I am not a stranger to this experience. When I tell people that I am a Christian, I often pair it with a clarification that I am not homophobic, conservative, or a “big E” Evangelical. Being young, liberal, and also faithful often confuses people in my generation and social circles. But what I’m told is incompatible seems obvious to me. When I read the Bible I hear a deeply nuanced and complex love. I hear a call to love radically and to dive head first into the world pursuing Christ’s justice. A call to do as Jesus did would mean to show sex workers respect and kindness, to listen to women when others do not, to stand in solidarity with poor people, to show kindness particularly to those who society tells you to disregard, and above all else to love my neighbor as my self.

So, increasingly, my questions are: “How can we look at the history of the Church and what the Bible says, and rectify living out Jesus’ mission? How can we love our neighbor, even when our neighbor thinks lesser of us for our faith? How do we rectify the horrible history of violence of the Church without casting faith aside? How can we help people to see complex faith as a benefit, not as a deficit?”

It’s easier to blame Christianity than individuals who have perpetuated harm in Christ’s name, or to look at the social and power structures that used Christianity as a Trojan Horse for oppression. I am not saying that the Church is not responsible for harm. But I am saying the Bible itself is not responsible for that harm, instead it is a text that is filled with nuance, a living document that is forever re-interpreted based on the day and culture in which it sits. Using the Bible to justify racism, sexism, homophobia, or any other oppression is not the same as the Bible saying to do those things.

There’s no getting around it: Christianity has a perception problem and the Church is at a crossroads. Do we surrender to reductionist rhetoric about Christianity, or can we live into a new Church that truly embodies Christ’s love?

Hebrew scriptures scholar Walter Brueggemann has said, “The prophetic tasks of the Church are, to tell the truth in a society that lives in illusion, grieve in a society that practices denial, and express hope in a society that lives in despair.” These words remind me of the tasks at hand. Now, as I am in the midst of my first year of Seminary as a candidate for a Master of Divinity, I am on a journey to finding the tools necessary to do this work. I feel more prepared to critically engage with the texts and with the conversation at hand, ready to engage in spaces like my undergraduate seminar class, to speak faithfully on behalf of my faith, while keeping in mind the realities of the history of Church.

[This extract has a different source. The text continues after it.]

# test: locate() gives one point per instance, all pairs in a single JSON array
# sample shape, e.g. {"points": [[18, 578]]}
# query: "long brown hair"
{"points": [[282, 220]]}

I hope to speak more with progressive Christians about how we move in a world that too often treats Christianity as a fixed object. How do we change the perception of Christians in a seemingly post-Christian 21st century? I ask this not as someone who wants to stop qualifying my faith (though I do), but as someone who wishes to engage critically, deeply and thoughtfully with these systems of authority.

In this work, I am hoping to find the balance of my faith and my work to dismantle these systems of oppression. I hope to find what I could not in that classroom, and speak out as a young, liberal and faithful member of the 21st century.